The device could also be reconfigured to turn carbon dioxide back into fuel.

Hydrogen is the cleanest-burning fuel, with water as its only emission. But hydrogen production is not always environmentally friendly. Conventional methods require natural gas or electrical power. The method advanced by the new device, called direct solar water splitting, only uses water and light from the sun.

"If we can directly store solar energy as a chemical fuel, like what nature does with photosynthesis, we could solve a fundamental challenge of renewable energy," said Zetian Mi, a professor of electrical and computer engineering at the University of Michigan who led the research while at McGill University in Montreal.

Faqrul Alam Chowdhury, a doctoral student in electrical and computer engineering at McGill, said the problem with solar cells is that they cannot store electricity without batteries, which have a high overall cost and limited life.

The device is made from the same widely used materials as solar cells and other electronics, including silicon and gallium nitride (often found in LEDs). With an industry-ready design that operates with just sunlight and seawater, the device paves the way for large-scale production of clean hydrogen fuel.
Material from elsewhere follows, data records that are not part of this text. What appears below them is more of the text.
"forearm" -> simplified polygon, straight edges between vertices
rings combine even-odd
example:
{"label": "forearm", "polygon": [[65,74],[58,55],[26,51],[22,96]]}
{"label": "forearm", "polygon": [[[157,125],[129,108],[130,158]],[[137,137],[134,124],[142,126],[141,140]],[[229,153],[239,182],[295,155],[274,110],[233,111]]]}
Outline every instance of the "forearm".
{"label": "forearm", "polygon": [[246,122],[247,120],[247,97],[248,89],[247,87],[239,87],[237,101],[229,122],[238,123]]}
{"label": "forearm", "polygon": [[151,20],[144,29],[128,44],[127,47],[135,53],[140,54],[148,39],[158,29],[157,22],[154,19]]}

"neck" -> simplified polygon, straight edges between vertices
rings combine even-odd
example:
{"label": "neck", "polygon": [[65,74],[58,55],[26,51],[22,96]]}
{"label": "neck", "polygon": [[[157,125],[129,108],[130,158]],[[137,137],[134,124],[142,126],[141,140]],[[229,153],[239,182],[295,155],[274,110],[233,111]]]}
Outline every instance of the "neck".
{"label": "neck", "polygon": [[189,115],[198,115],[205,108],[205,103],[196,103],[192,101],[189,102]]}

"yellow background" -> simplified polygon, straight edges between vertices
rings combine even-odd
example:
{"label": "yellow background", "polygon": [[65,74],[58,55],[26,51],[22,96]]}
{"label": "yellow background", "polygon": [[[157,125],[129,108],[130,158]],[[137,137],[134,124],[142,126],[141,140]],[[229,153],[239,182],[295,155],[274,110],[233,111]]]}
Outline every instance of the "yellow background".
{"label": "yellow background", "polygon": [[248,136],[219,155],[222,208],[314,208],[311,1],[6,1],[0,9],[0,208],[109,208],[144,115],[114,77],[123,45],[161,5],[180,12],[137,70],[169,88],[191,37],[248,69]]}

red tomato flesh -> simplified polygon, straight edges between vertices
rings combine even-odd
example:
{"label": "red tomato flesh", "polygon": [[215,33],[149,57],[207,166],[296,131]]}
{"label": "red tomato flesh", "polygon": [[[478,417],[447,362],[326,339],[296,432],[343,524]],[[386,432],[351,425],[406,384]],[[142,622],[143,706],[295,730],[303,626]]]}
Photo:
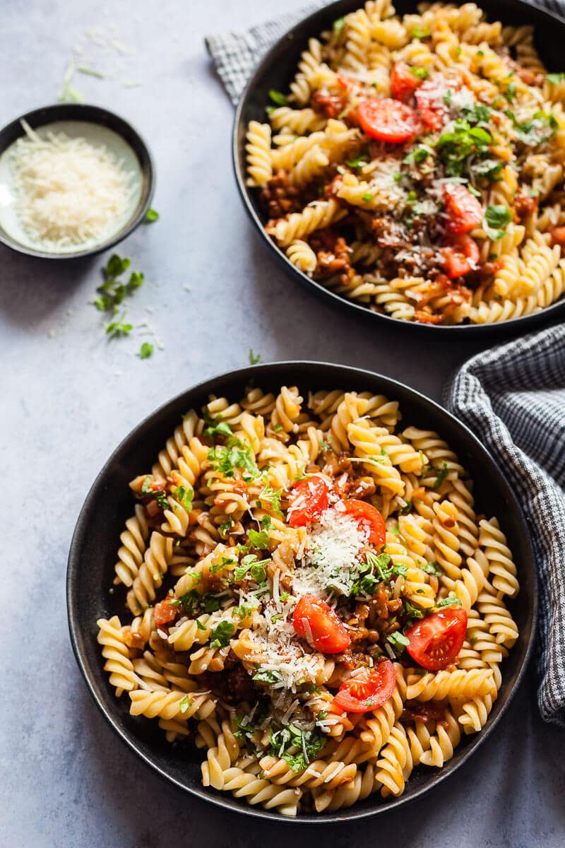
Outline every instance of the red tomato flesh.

Previous direct solar water splitters have achieved a little more than 1 percent stable solar-to-hydrogen efficiency in fresh or saltwater. Other approaches suffer from the use of costly, inefficient or unstable materials, such as titanium dioxide, that also might involve adding highly acidic solutions to reach higher efficiencies.

Mi and his team, however, achieved more than 3 percent solar-to-hydrogen efficiency. To reach this stable efficiency, the team built a nano-sized cityscape of gallium nitride towers that generated an electric field. The gallium nitride turns light, or photons, into mobile electrons and positively charged vacancies called holes. These free charges split water molecules into hydrogen and oxygen.

"When this specially engineered wafer is hit by photons, the electric field helps separate photogenerated electrons and holes to drive the production of hydrogen and oxygen molecules efficiently," Chowdhury said.

At present, the silicon backing of the chip does not contribute to its function, but it could be doing more. The next step may be to use the silicon to help capture light and funnel charge carriers to the gallium nitride towers.

"Although the 3 percent efficiency might seem low, when put in the context of the 40 years of research on this process, it's actually a big breakthrough," Mi said. "Natural photosynthesis, depending how you calculate it, has an efficiency of about 0.6 percent."

He adds that 5 percent efficiency is the threshold for commercialization, but his team is aiming for 20 or 30 percent efficiency.  

Mi conducts similar research to strip carbon dioxide of its oxygen to turn the resulting carbon into hydrocarbons, such as methanol and syngas. This research path could potentially remove carbon dioxide from the atmosphere, like plants do.

"That's the truly exciting part," Mi said.

The device is documented in the study, "A photochemical diode artificial photosynthesis system for unassisted high efficiency overall pure water splitting," published in Nature Communications. Along with Mi and Chowdhury, co-authors include Michel Trudeau of the Center of Excellence in Transportation Electrification and Energy Storage, Hydro-Québec, and Hong Guo of McGill University.

The work was supported by the Fuel Cell Technologies Office of the U.S. Department of Energy and Emissions Reduction Alberta.